Unphysical Poles of Domain Wall Fermions at finite $L_s$

TL;DR

This paper analyzes the unphysical poles in domain wall fermions at finite $L_s$, linking them to oscillations in hadron correlators and providing parameter choices to minimize these effects in lattice QCD simulations.

Contribution

It identifies the origin of oscillations in DWF hadron correlators as unphysical poles and offers parameter guidelines to reduce these oscillations across different DWF implementations.

Findings

Unphysical modes cause oscillations in hadron correlators.

Oscillations are sensitive to DWF parameters like $a_5$, $b_5$, $c_5$, and $M$.

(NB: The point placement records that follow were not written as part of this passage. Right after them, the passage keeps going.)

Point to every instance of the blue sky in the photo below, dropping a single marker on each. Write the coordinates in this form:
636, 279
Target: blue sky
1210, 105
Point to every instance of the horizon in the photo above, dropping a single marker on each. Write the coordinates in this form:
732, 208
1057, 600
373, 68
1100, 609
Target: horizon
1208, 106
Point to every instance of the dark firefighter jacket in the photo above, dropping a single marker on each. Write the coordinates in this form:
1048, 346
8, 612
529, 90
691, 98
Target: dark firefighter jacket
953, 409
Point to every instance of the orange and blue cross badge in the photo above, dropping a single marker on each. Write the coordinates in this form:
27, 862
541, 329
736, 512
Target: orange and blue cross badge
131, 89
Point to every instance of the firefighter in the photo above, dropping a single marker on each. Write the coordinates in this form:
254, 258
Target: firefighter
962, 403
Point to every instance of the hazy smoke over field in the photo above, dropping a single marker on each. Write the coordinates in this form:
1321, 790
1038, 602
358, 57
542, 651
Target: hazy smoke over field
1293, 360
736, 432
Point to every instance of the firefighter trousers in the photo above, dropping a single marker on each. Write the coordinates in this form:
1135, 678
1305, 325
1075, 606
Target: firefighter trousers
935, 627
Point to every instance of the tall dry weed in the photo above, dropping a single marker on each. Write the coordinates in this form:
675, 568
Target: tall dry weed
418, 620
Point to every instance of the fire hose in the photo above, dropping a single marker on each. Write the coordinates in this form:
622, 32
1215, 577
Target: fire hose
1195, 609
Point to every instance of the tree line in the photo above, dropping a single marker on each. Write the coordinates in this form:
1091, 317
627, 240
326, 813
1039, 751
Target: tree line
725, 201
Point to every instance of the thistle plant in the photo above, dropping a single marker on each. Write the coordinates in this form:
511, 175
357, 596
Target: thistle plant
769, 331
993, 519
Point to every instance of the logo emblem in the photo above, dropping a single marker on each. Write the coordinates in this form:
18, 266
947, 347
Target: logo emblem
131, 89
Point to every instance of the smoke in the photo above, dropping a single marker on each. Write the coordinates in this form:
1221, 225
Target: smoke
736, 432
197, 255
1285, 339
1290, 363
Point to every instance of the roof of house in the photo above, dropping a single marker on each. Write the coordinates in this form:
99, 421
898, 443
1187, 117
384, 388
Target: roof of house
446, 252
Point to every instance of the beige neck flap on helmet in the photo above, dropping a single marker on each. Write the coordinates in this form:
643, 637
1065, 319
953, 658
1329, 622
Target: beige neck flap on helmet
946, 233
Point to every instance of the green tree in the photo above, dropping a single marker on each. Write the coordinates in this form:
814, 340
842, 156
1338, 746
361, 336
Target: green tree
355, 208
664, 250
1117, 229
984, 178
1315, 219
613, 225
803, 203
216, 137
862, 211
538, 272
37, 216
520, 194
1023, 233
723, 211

Bori extc{c}i DWF shows smallest oscillations among tested actions.

Abstract

We investigate the origin and behavior of oscillations observed in the hadron correlators constructed from the domain wall fermion (DWF) for different parameters involved in lattice QCD simulations. This oscillatory behavior at early time slices hinders the extraction of excited states in hadron spectroscopy. Furthermore, the deviation from exponential decay may have a significant impact on fermion loop calculations performed on the lattice. We present results for several well-known implementations of the DWF actions. We extend the study of Shamir DWF action to include Bori\c{c}i and M\"{o}bius DWF actions by analyzing the poles of 4D quark propagator. For each action considered, we find an unphysical mode when analyzing the pole structure of the free DWF propagator for a finite extent of the $5^{\text{th}}$ dimension $L_s$, and we show that this mode is responsible for the oscillatory behavior observed in hadron correlators. We have performed numerical checks on these results and have found that the presence of oscillatory behavior is sensitive to the DWF parameters $a_5$, $b_5$, $c_5$ and DW height $M$. To minimize oscillations, our results suggest that one should choose $M a_5<1$ for the Shamir and Bori\c{c}i DWFs, and $M(b_5-c_5)<1$ for M\"{o}bius DWF when $M>1$. For each calculation considered, the Bor\c{c}i DWF displayed the smallest magnitude of oscillation when compared to the Shamir and M\"{o}bius DWF actions using the same input parameters.